Interessanti, e quasi provocatori, risultano alcuni articoli pubblicati sempre nello stesso numero de La Lettura, con interventi che potrebbero illuminare sempre di più il futuro dell’umanità. Ad esempio, quell’esperimento per incoraggiare sistematicamente la dote della gentilezza nelle città (“dote contagiosa, rivoluzionaria, terapeutica”), come nei programmi di Filadelfia, così da portare oltre al messaggio di cortesia e di ospitalità grandi benefici alla comunità stessa. O la proposta di una condivisione attiva dei testi scritti, pamphlet, romanzi, con la possibilità di interazione, quasi di riscrittura (che renda i lettori co-autori), sempre alla insegna della personalizzazione, osserviamo come si possa operare quel passaggio da una storia di altri ad una storia anche nostra: ma ci sarà davvero per il futuro questa speranza di realizzare una fruizione testuale che diventi creazione letteraria partecipata? O, ancora, la posizione ultralibertaria di chi sostiene in un’epoca di globalizzazione il detto biblico “Nessuno tocchi Caino”: per arrivare ad un libertarismo che sappia rivedere le diffuse e correnti pratiche di penalizzazione e di costrizione. Va rilevato come anche uno stato sovrano, democratico, possa incorrere in un potere arbitrario sulle vite dei cittadini, con la conseguente necessità che esso debba, in qualche modo almeno, venir moderato.

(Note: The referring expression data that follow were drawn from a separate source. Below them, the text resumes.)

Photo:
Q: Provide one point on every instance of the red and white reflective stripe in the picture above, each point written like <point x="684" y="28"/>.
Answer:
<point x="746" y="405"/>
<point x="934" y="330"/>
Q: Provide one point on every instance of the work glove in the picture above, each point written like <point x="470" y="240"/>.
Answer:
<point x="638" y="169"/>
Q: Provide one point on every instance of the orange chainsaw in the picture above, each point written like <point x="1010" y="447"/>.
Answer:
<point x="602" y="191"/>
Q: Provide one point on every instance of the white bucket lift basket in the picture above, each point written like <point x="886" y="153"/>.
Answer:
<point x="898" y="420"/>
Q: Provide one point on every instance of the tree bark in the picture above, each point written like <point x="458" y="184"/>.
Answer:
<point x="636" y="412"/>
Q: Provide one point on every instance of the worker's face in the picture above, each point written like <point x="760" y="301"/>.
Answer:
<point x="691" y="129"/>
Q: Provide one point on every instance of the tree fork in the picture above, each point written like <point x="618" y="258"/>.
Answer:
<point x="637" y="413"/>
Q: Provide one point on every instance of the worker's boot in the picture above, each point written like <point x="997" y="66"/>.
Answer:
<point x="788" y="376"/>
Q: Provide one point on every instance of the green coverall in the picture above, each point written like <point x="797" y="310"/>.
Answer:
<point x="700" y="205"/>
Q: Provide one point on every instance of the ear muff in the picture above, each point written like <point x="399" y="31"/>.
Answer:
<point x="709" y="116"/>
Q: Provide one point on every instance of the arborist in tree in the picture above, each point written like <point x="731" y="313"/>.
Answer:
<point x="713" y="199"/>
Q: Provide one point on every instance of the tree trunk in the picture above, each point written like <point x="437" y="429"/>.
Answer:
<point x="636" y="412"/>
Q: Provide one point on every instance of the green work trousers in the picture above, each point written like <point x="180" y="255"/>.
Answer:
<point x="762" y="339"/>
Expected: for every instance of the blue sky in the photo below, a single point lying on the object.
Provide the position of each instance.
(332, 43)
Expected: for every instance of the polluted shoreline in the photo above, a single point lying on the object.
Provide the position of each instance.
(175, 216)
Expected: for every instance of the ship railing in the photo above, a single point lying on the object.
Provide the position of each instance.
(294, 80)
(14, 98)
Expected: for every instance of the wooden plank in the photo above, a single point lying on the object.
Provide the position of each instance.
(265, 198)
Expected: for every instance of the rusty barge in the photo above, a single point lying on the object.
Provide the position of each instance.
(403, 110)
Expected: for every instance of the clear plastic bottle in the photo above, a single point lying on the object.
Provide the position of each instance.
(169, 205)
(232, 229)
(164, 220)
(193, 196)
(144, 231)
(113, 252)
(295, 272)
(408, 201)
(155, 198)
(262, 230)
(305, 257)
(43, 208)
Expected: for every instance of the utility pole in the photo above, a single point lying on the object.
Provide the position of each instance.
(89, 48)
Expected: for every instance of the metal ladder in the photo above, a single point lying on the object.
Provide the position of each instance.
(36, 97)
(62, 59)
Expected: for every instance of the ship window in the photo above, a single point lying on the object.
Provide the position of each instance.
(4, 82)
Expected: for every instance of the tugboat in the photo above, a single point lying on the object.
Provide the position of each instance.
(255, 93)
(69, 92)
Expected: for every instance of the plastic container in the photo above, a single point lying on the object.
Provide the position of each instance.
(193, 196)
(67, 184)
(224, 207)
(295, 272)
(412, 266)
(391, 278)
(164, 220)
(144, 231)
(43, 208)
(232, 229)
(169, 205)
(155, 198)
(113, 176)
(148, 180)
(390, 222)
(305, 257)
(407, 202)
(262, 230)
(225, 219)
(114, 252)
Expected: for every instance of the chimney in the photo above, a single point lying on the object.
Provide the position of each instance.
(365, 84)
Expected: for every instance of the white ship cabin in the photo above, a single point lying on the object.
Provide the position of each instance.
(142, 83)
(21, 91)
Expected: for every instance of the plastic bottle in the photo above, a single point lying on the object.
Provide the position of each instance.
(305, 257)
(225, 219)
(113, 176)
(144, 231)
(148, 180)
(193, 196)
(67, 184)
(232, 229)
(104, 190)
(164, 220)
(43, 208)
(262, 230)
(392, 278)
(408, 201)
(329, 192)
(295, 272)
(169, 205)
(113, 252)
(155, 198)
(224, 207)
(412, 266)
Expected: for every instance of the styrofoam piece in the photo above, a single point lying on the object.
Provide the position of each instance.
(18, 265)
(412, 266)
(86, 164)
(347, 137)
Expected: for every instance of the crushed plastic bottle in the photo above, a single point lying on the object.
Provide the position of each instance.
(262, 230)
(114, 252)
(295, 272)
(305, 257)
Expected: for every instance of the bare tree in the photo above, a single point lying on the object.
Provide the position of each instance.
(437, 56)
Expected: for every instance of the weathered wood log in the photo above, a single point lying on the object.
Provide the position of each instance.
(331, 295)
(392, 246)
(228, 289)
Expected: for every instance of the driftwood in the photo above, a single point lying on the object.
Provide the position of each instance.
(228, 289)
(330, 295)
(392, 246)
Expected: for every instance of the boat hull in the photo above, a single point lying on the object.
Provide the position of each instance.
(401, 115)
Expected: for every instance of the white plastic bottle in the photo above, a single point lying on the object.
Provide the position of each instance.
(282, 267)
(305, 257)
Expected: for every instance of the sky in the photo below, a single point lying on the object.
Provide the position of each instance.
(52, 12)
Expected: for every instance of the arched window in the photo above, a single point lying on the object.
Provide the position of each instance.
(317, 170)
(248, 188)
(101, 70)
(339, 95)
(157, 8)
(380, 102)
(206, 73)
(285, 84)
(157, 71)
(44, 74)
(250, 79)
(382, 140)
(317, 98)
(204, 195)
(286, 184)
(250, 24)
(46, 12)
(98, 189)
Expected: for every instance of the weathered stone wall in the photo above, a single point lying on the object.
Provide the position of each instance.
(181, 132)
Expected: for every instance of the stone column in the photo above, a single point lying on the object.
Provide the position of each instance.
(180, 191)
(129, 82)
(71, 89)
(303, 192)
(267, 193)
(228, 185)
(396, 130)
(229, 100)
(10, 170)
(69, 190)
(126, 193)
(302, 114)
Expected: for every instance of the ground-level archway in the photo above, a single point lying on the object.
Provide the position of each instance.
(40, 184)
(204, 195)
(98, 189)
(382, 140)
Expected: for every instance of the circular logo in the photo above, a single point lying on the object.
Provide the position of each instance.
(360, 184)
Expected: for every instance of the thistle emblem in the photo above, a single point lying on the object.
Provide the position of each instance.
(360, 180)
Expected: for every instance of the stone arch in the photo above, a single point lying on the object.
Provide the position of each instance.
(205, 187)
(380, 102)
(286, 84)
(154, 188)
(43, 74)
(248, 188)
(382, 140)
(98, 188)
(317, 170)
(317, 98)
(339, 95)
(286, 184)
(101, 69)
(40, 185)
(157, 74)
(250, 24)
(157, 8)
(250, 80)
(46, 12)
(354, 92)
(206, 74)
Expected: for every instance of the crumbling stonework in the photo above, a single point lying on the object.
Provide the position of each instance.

Altri itinerari aperti sul futuro risultano quelli legati all’internazionalismo, alla cultura del progresso ed alla continua trasformazione in atto, che a loro volta impongono di risolvere le antinomie guerra e pace, avanguardia e conservatorismo, laicità e religione, interventismo e immobilismo, migrazione e salvaguardia della cultura dei luoghi di provenienza e di accoglienza… ed altro ancora; antinomie con cui hanno dovuto fare i conti sia l’uomo della strada che il politico, l’umile e l’intellettuale, il credente e l’ateo. L’umanità possiede di per se stessa la possibilità di decidere, almeno in parte, che cosa e come diventare: e questo significa che ha capacità di futuro.

Prepararci per una cultura del futuro non vuol certo dire cancellare il passato (semmai studiarlo e capirlo meglio) bensì guardare “al lungo termine” disponendoci, non da solitari cercatori, sia alle incognite che alle speranze dell’umanità.